What was one of your first influences in bluegrass music?
To be honest, the SDBS (back then it may have been called SDBC), was my first exposure to bluegrass music in the real world. I was aware of it from Wayne Rice's radio show that I listened to as a boy with my Dad on Sundays. Then, as a nineteen-year-old college student working at Muzik-Muzik in El Cajon, I met Dale Desmuke, who walked in to try out some guitars. Atypical of most customers, he sat with a guitar and sang a song, finishing off with a G-run. I asked him about the bluegrass style and he invited me to the Tuesday Fuddruckers jam. That is how I got started playing bluegrass. A couple years later I was studying music more seriously at CalArts, where a fellow guitar student told me that if I wanted to get serious about bluegrass flatpicking, I should buy the Tony Rice album, "Manzanita". I was hooked from the opening kickoff.
Who is a recent influence?
As much as I hate to admit (partly out of envy), I believe Billy Strings is among the best young bluegrass musicians. He has done very well interpreting the classic songs & also breaking new ground in the style. He is a rock solid picker, singer, performer, and a fine young man. Also Sierra Hull has made some interesting new contributions to the style, and can play mandolin and guitar very well. And, of course, Molly Tuttle is fantastic. I appreciate all the upcoming superstars in the scene, but I still kinda just do my thing. I am typically moved by re-listening to a Doc Watson or Don Reno piece just as much as anything being released today, as far as what influences my style of flatpicking.
Can you recommend an essential recording that you feel bluegrass musicians and fans should hear?
You have to get back to the roots to extend the branches. Flatt & Scruggs "The Complete Mercury Recordings", Bill Monroe & the Bluegrass Boys "Live Recordings, 1956-1969: Off The Record, Vol 1", and The Stanley Brothers "The Complete Columbia Stanley Brothers" would be three essential albums.
For a beginning bluegrass musician, whose music would be a good start for listening and learning?
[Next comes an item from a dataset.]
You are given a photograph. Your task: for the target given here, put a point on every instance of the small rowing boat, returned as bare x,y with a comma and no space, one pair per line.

For those just getting their toes wet, I believe they should get into anything they like. It could be Sierra Hull, Sarah Jarosz, Nickel Creek, or acoustic music with non-traditional influence, even Avett Brothers, Maggie Rogers, Old Crow, Mumford & Sons, etc. Eventually, once the player finds him/her/theirself in a bluegrass jam, the player will find that desire to dig deep into traditional style. Planting the seed is important, and that does not always work with a first exposure to old Stanley Brothers sides. Once the seed is planted, the palette opens up.
As a musician, whose music are you listening to most?
I am so busy working on my own music that I do not listen as much as I should. I often go for comfort in my listening, so I'll spin the same old Jim Croce, Osborne Brothers or Norman Blake records often. I really dig the new Sarah Jarosz album that she won a GRAMMY for, and Sturgill Simpson has done well for the style.
Who do you recommend for listening for the best (pick one: instrumental, vocal, band sound)?
Tony Rice "Manzanita" is still my biggest influential album, for both instrumentals and vocals. It is deeply rooted in bluegrass tradition, but branches off in appropriate and beautiful ways. I believe this album taught many of us how to approach the style with our own signature.
What’s an obscure band or recording that you feel is an essential listen?
All hardcore bluegrass musicians should check out Buzz Busby. Also Earl Taylor and his Stoney Mountain Boys. And while you are at it check out a couple of my albums, including "Earth And Wood" and "Kanawha County Flatpicking".